Elora baissa les yeux. La logique de Julian était implacable, même si l'idée de dormir dans l'antre de l'homme qu'elle s'était jurée de détruire lui retournait l'estomac.
La Suite de Julian
Dix minutes plus tard, ils franchissaient le seuil de la suite impériale. C'était un espace immense, minimaliste, baigné par la lueur de la lune qui traversait les baies vitrées pare-balles. L'odeur de Julian — cèdre, cuir et pouvoir — était partout.
Julian déposa Léo sur l'immense lit King Size et l'installa au centre, l'entourant d'oreillers.
— Dors, Léo. Papa et Maman sont juste là.
L'enfant finit par s'endormir, épuisé par sa propre peur. Elora resta debout près de la baie vitrée, observant les jardins vides en contrebas. Elle sentit Julian s'approcher.
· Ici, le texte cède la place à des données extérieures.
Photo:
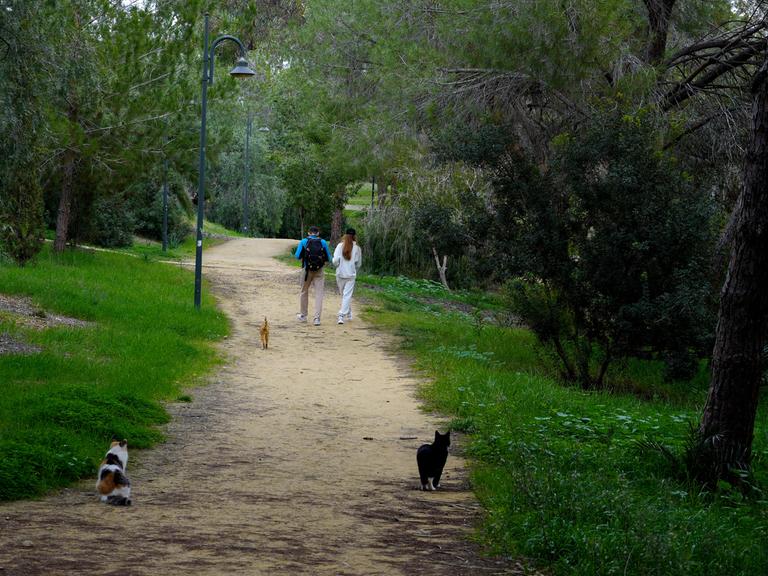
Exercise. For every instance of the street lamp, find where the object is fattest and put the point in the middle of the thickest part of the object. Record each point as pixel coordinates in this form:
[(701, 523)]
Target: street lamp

Il s'arrêta à quelques centimètres, ne la touchant pas, mais sa présence était étouffante.
— Montre-moi ce papier, Julian, ordonna-t-elle sans se retourner.
Il resta silencieux un instant, puis sortit la note de sa poche. Elora la déplia. Une seule phrase y était inscrite, d'une calligraphie élégante et glaciale :
> « Une dette de sang ne s'efface que par le sang. Merci pour l'héritier, Julian. Je viendrai collecter mon dû à l'aube du rachat. »
>
— Il ne veut pas l'argent, n'est-ce pas ? murmura Elora, les larmes aux yeux.
— Il veut tout, répondit Julian d'une voix rauque. Ma fortune, ma réputation... et la seule chose qui me rend encore humain. Léo. Et toi.
Il posa enfin une main sur sa taille, la faisant pivoter pour qu'elle lui fasse face. Dans la pénombre de la chambre, leurs regards s'entrechoquèrent. L'hostilité était toujours là, mais elle était recouverte par une nécessité vitale, une alliance de sang face à un monstre commun.
— Pourquoi m'as-tu chassée il y a cinq ans, Julian ? La vérité. Maintenant.
Julian ferma les yeux, sa mâchoire se contractant.
— Parce que Silas m'avait envoyé des photos de ton père avec des documents prouvant qu'il allait me trahir. Il m'a dit que si je ne te brisais pas publiquement, il te tuerait pour "nettoyer" la lignée des Thorne. Je croyais te protéger en te rendant détestable à mes yeux... je ne savais pas que tu étais enceinte.
Le souffle d'Elora se coupa. Le mensonge qui avait alimenté sa haine pendant cinq ans venait de s'effondrer. Elle leva la main et, pour la première fois, caressa la joue de Julian.
— On est tous les deux ses victimes, murmura-t-elle.
Julian saisit sa main et pressa sa paume contre ses lèvres brûlantes.
— Plus maintenant. À partir de cette nuit, on ne fuit plus. On chasse.